Giffords was shot in the head and is in critical condition. Simon and Barber are recovering, doctors said.

Investigators have not found the black bag Loughner had that morning and don't know what was in it, Nanos said.

Sometime that morning Loughner made two trips to Walmart and made some purchases, Nanos said. He declined to specify what Loughner bought.

At 7:30 a.m. Loughner was pulled over by an Arizona Game and Fish Department officer for running a red light about five miles from the Safeway where the shooting took place, said Jim Paxon, a department spokesman.

Loughner ran the light in his 1960s, dark-gray Chevy Nova on a road that leads to Interstate 10, Paxon said.

The officer took Loughner's driver's license and vehicle registration information but found no outstanding warrants on Loughner or his vehicle. Loughner was let go with a verbal warning, Paxon said.

The officer said Loughner was polite and subdued, and that he didn't see a black bag in the car.

Wildlife officers don't usually make traffic stops unless public safety is at risk, such as running a red light, he said.

"What he did on the morning before the shooting, we're just trying to find all that out. Naturally, we want to find every detail we can," Nanos said, adding that Loughner may have made other stops that morning but could not specify what they were.

FBI agents who searched Loughner's home Saturday in the 7700 block of North Soledad Avenue, near North Thornydale and West Magee roads, after the shooting found a safe containing an envelope with the name "Giffords" and with the words "I planned ahead" and "My assassination," along with what appears to be Loughner's signature, according to court documents filed Sunday.

The writings also included "die bitch," and "(expletive deleted) you pigs," sheriff's Deputy Jason Ogan said.

Reports from the Sheriff's Department released Wednesday show Loughner had contact with deputies in the past on these dates:

• Sept. 23, 2004: Deputies went to Mountain View High School after Loughner reported that another student had poked him with a needle. Loughner told deputies that he was in the cafeteria when another student walked up to him and poked him with something sharp. Loughner then said he got dizzy, became pale and had to be helped to the nurse's office.

Loughner and his parents did not press charges against the student but requested the student get tested for HIV, the report said.

• May 12, 2006: Deputies were contacted by Mountain View High because Loughner was "extremely intoxicated" and had to be taken to the emergency room. Deputies talked to Loughner at Northwest Medical Center, and he said he drank vodka he had stolen from his father's liquor cabinet because "he was very upset as his father yelled at him." The reporting deputy wrote that Loughner's eyes were very red and he was crying.
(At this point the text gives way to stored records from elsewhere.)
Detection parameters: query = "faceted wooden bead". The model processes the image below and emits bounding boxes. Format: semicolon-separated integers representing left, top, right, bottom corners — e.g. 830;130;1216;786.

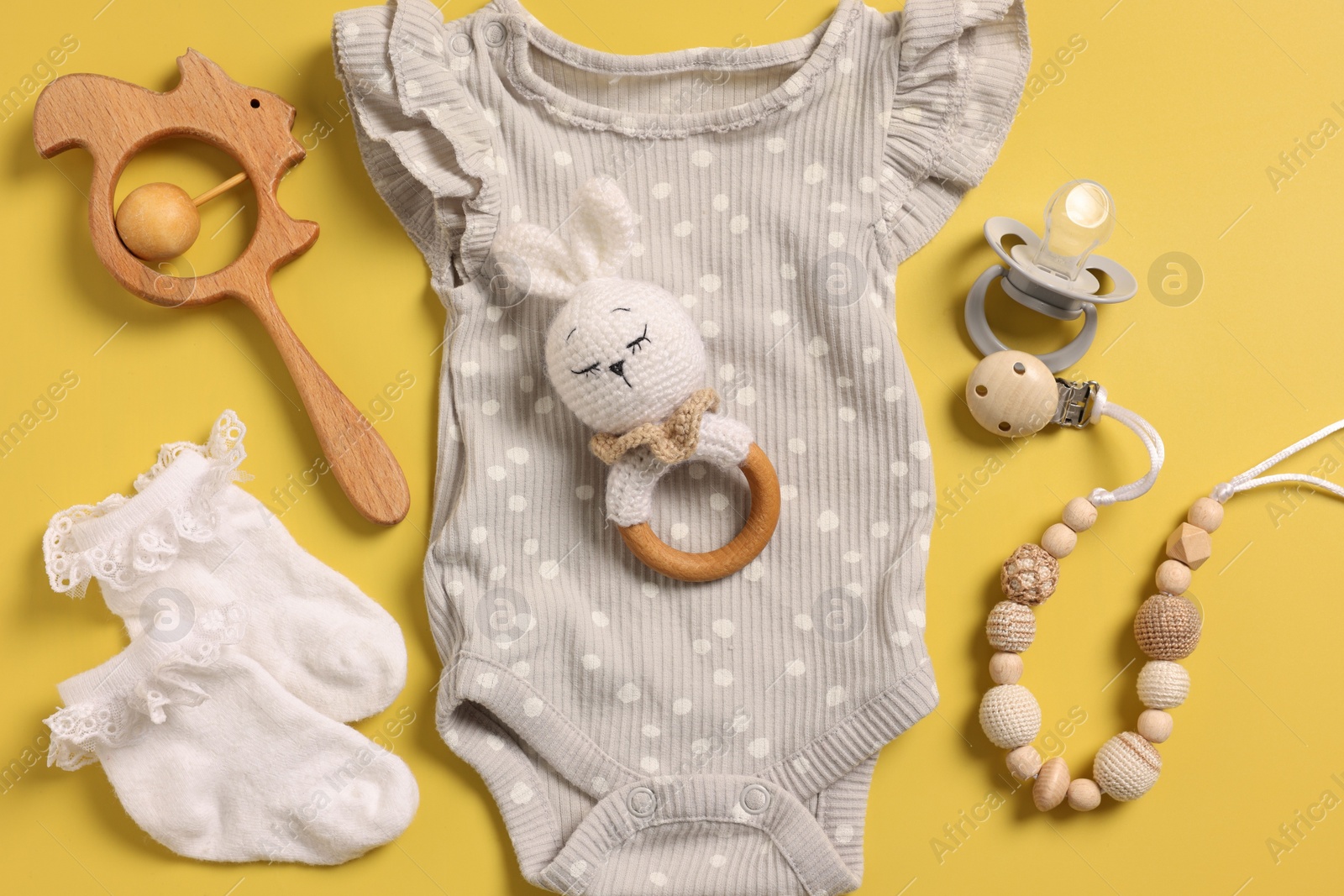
1167;522;1214;569
1008;744;1040;780
1138;659;1189;710
999;544;1059;607
979;685;1040;750
1031;757;1068;811
1093;731;1163;802
1040;522;1078;560
985;600;1037;652
1134;594;1203;659
990;652;1021;685
1068;778;1100;811
1185;498;1223;532
1138;710;1174;744
1063;498;1097;532
1158;560;1189;594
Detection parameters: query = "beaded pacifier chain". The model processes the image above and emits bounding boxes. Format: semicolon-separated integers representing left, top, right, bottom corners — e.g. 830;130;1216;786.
979;421;1344;811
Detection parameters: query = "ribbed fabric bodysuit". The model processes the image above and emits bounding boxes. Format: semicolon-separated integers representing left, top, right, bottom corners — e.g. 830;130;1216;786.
334;0;1028;896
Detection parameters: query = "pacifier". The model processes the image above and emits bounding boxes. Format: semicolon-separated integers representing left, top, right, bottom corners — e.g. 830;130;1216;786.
966;180;1167;506
966;180;1138;372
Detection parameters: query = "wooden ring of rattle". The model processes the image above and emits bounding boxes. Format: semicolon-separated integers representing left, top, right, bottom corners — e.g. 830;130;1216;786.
618;442;780;582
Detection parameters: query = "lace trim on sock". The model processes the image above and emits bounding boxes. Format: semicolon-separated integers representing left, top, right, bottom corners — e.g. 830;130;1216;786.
42;411;251;598
45;603;247;771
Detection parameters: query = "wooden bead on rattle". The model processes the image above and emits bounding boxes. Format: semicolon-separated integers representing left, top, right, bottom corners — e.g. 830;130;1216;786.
117;172;247;262
966;351;1059;435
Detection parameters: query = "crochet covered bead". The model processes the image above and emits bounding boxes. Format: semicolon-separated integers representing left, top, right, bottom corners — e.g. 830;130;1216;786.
979;685;1040;750
1138;659;1189;710
1134;594;1203;659
999;544;1059;607
985;600;1037;652
1093;731;1163;802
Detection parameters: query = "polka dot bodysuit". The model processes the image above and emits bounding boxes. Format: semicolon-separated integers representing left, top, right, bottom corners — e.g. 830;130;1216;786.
334;0;1030;896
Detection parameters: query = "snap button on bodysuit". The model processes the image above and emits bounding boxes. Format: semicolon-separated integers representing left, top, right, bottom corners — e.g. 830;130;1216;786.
739;784;770;815
625;787;659;818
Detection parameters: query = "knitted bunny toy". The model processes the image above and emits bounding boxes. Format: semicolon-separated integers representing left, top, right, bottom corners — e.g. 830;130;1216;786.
493;177;780;580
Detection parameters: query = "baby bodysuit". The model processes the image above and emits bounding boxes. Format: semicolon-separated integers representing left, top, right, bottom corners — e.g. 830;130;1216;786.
334;0;1030;896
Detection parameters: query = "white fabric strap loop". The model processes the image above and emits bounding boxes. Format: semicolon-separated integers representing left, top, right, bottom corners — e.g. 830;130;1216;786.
1087;387;1167;506
1210;421;1344;504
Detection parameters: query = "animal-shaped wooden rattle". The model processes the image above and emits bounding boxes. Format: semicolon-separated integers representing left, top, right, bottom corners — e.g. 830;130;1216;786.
493;177;780;582
32;50;410;525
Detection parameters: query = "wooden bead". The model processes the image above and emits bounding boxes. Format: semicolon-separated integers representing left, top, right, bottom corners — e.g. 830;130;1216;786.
1138;659;1189;710
117;184;200;262
1138;710;1174;744
1134;594;1203;659
1185;498;1223;532
990;647;1021;685
999;544;1059;607
966;351;1059;435
1060;498;1097;532
1167;522;1214;569
1068;778;1100;811
1008;744;1040;780
1093;731;1163;802
985;600;1037;652
1031;757;1068;811
1158;560;1189;594
1040;522;1078;560
979;685;1040;750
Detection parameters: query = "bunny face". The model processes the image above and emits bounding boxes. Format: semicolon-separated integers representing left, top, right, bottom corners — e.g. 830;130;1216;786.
546;278;704;432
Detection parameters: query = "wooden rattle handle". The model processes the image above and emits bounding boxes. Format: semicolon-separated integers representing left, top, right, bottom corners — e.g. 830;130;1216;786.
620;442;780;582
246;296;412;525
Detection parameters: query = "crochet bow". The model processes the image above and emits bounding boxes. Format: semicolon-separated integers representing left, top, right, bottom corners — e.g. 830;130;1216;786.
589;388;719;464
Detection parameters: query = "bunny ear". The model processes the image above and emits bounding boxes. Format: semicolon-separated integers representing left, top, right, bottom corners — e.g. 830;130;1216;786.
491;224;575;300
567;177;634;280
491;177;634;300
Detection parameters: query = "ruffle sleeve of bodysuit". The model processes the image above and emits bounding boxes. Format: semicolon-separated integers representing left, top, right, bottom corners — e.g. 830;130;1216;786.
878;0;1031;267
332;0;499;286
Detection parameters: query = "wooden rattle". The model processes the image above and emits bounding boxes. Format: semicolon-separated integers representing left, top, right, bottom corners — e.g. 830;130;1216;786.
32;50;410;525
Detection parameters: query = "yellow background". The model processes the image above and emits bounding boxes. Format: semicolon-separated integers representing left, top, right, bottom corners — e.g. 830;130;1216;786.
0;0;1344;896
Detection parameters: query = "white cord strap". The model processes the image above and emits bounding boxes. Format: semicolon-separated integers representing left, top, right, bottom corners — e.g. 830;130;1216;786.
1087;387;1167;506
1208;421;1344;504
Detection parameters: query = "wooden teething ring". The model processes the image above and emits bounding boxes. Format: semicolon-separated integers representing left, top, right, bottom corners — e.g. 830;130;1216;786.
620;442;780;582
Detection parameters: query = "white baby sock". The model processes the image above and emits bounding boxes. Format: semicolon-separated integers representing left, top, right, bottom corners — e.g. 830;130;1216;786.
42;411;406;721
47;605;419;865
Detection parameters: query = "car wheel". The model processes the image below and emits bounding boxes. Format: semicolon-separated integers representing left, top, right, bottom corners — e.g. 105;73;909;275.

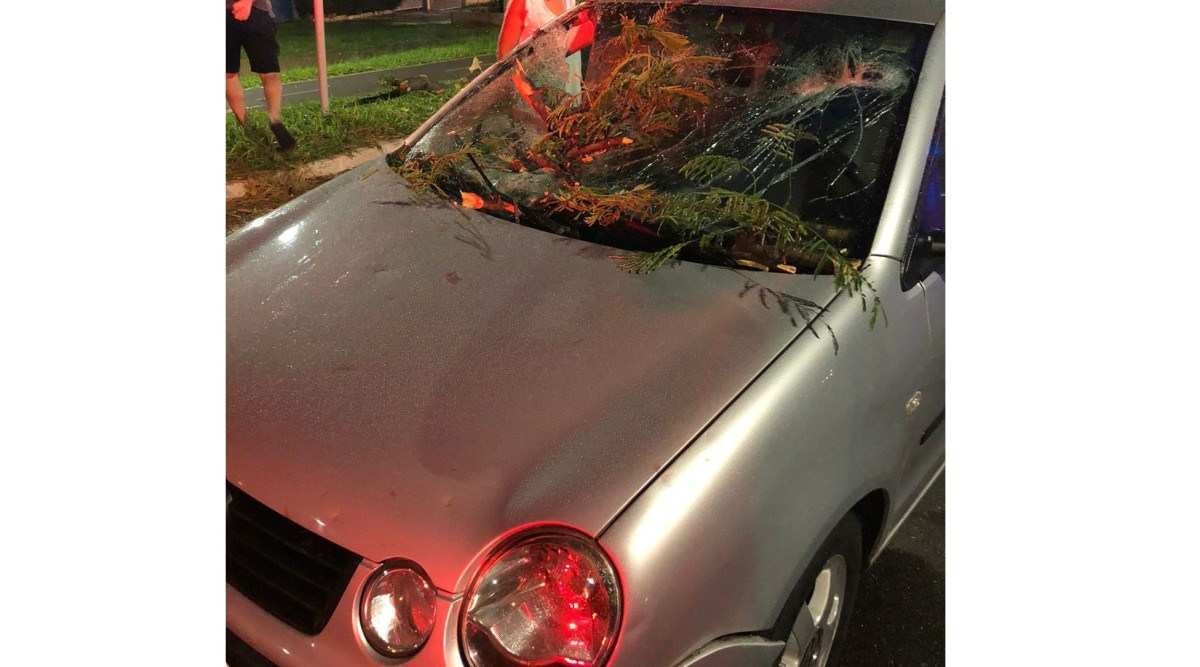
779;513;863;667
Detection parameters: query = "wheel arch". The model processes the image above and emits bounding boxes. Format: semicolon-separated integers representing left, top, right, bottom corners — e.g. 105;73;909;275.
767;488;889;642
850;488;890;569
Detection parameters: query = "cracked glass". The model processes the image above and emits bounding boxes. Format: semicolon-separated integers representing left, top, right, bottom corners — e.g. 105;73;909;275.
392;2;931;275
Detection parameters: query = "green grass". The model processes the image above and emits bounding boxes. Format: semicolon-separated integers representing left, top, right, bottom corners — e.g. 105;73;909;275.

• Sept. 9, 2007: Deputies received a call about a suspicious van in a street near Loughner's house. Deputies saw a van in the neighborhood that matched the license plate. When a deputy pulled the van over, he smelled burned marijuana.

The driver stepped out of the van and was handcuffed by the deputy after he refused to answer questions. Deputies found a marijuana pipe and a burned marijuana joint. Loughner was in the passenger seat. When deputies asked him if they could search him, Loughner said twice that "he had a right to say no." Deputies asked if Loughner had anything on him before putting him in the back of patrol car, and he said he had a marijuana pipe in his front pocket. Loughner was cited for possession of drug paraphernalia.

• Oct. 10, 2008: Loughner called deputies after he searched his name on the Internet and found a picture of himself linked to a MySpace account for a 29-year-old woman with "myspacedotcomescrewupretard" listed as the e-mail contact. Loughner told deputies the MySpace page was probably made by an old school friend. Loughner told deputies he was trying to get a job and was afraid employers would see this account.

The reports detailed five other contacts officers had with Loughner or one of his parents from May 1994 to March 2010. The cases were minor, for such things as vandalism, a stolen license plate tag and reports of a suspicious vehicle.

Wire services contributed to this story.